Przywołany lekarz odsunął kotarę, kreśląc coś na podkładce, znad której zerknął na Hashire.
— Przecież widzę, że odzyskała świadomość.
— Ta. W cholerę. — Majima uniósł jej nadgarstek nad kołdrę i puścił, a ręka bezwładnie opadła, odbijając się od materaca. — Coś ty jej zrobił, doktorku? Kompletnie mi ją odmóżdżyłeś!
Dopiero teraz lekarz opuścił kajet i poświęcił Majimie więcej uwagi.
— Jakie tak właściwie łączą cię relacje z moją podopieczną? — zapytał z czystej ciekawości.
— Ma dla mnie pracować.
— I tak się o nią troszczysz, chociaż nawet jeszcze nie jest twoim pracownikiem, ani… Nikim więcej?

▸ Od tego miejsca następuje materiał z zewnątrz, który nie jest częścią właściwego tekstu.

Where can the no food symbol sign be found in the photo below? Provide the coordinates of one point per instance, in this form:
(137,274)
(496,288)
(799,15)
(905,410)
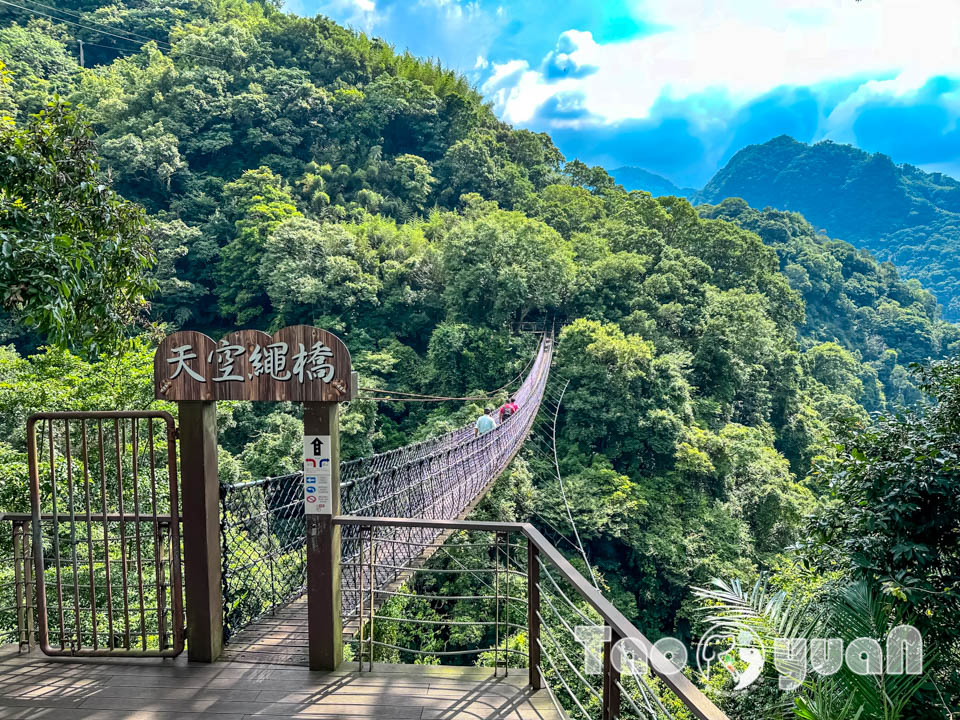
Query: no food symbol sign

— Nie troszczę, tylko… Ma dla mnie pracować! — powtórzył uparcie Majima, zakładając ręce na ramiona, ale pod surowym spojrzeniem doktora poczuł potrzebę obszerniejszego wytłumaczenia motywów swojego postępowania. — Będzie… Jest mi potrzebna. Ma w sobie coś, co… uczyni mnie silniejszym — ostatnie zdanie wypowiedział ciszej, a na uniesione brwi doktora, zaperzył się i wrócił do śpiewki na temat pracy.
— A w jakim charakterze ma być ta praca? — zapytał jeszcze lekarz, a jego usta wygiął drwiący uśmieszek.
— Ty się nie interesuj, doktorku — zdenerwował się Majima, orientując się, że Emoto ośmiela się z niego kpić. — Miała być na dzisiaj sprawna, a ja nie mogę się z nią skomunikować!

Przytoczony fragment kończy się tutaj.